Card. André Vingt-Trois. – Dès la fin du conclave, chacun des cardinaux s’est approché du nouveau pape pour une promesse de fidélité. Je voudrais simplement vous partager l’émotion et la joie des cardinaux quand le pape a accepté son élection et dans les moments encore intimes de la soirée de mercredi. Jeudi 14 mars, lors de la messe dans la chapelle Sixtine, le pape nous a invités à vivre une Église en marche pour construire un véritable corps capable d’annoncer Jésus Christ. Il nous associait ainsi à sa propre démarche spirituelle, les yeux fixés sur le Christ crucifié par amour. À ce moment-là, j’ai pensé modestement à nos efforts pour vivre notre programme « Paroisses en mission », comme une réponse à cet appel. Vendredi 15 mars, le pape François a reçu les cardinaux en audience.

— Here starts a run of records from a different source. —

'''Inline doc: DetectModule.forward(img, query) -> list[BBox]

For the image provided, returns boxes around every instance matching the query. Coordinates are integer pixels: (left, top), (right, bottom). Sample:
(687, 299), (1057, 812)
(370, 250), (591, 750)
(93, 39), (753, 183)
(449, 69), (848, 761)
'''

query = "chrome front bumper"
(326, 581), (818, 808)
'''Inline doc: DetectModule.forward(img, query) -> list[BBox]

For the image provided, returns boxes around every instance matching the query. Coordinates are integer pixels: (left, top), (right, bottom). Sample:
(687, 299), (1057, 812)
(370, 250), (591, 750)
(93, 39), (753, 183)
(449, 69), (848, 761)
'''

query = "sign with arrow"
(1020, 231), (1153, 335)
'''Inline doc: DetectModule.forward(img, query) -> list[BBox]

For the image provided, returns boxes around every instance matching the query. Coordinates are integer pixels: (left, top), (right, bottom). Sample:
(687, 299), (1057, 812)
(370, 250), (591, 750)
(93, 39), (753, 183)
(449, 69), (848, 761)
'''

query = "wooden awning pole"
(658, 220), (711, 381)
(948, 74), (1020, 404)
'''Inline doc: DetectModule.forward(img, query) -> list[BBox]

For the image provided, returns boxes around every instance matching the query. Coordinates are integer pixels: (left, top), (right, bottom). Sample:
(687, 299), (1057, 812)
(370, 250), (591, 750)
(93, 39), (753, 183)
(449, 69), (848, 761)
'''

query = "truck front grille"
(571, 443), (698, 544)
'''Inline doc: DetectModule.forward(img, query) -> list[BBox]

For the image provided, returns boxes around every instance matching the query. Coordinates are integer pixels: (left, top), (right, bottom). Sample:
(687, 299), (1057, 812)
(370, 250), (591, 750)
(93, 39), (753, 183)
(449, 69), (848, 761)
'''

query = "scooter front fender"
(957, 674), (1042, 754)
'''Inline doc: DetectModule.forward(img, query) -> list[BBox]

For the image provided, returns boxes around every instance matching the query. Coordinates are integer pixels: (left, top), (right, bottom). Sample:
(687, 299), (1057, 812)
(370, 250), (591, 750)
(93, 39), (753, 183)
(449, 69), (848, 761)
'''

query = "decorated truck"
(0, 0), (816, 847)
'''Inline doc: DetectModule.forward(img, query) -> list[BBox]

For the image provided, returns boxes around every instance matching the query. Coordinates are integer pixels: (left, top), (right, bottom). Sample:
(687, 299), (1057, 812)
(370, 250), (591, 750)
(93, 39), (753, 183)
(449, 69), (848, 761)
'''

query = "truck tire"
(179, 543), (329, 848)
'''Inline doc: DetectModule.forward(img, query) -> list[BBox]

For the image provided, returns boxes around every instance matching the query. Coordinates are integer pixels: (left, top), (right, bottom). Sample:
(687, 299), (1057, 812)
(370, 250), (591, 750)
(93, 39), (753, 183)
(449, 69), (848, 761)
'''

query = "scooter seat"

Je vous transmets comme une espérance la lecture de la vie de l’Église qu’il nous a alors donnée : « Ne cédons jamais au pessimisme, à une sorte d’amertume que le diable nous propose chaque jour ; ne cédons pas au pessimisme et au découragement : ayons la ferme certitude que le Saint Esprit donne à l’Église, par son souffle puissant, le courage de persévérer et aussi de chercher de nouvelles méthodes d’évangélisation pour porter l’Évangile jusqu’aux extrémités de la terre (cf. Actes 1, 8). » Ensuite, il a tenu à saluer chacun d’entre nous. Je lui ai demandé de bénir le peuple de Paris et il l’a fait volontiers avec beaucoup de bienveillance. Aujourd’hui, je suis heureux de vous transmettre cette bénédiction en vous appelant à redoubler de prière, d’abord pour remercier Dieu de la grâce qu’Il fait à son Église, et ensuite pour qu’il accorde sa force à son serviteur François pour qui nous prions chaque jour dans notre célébration eucharistique.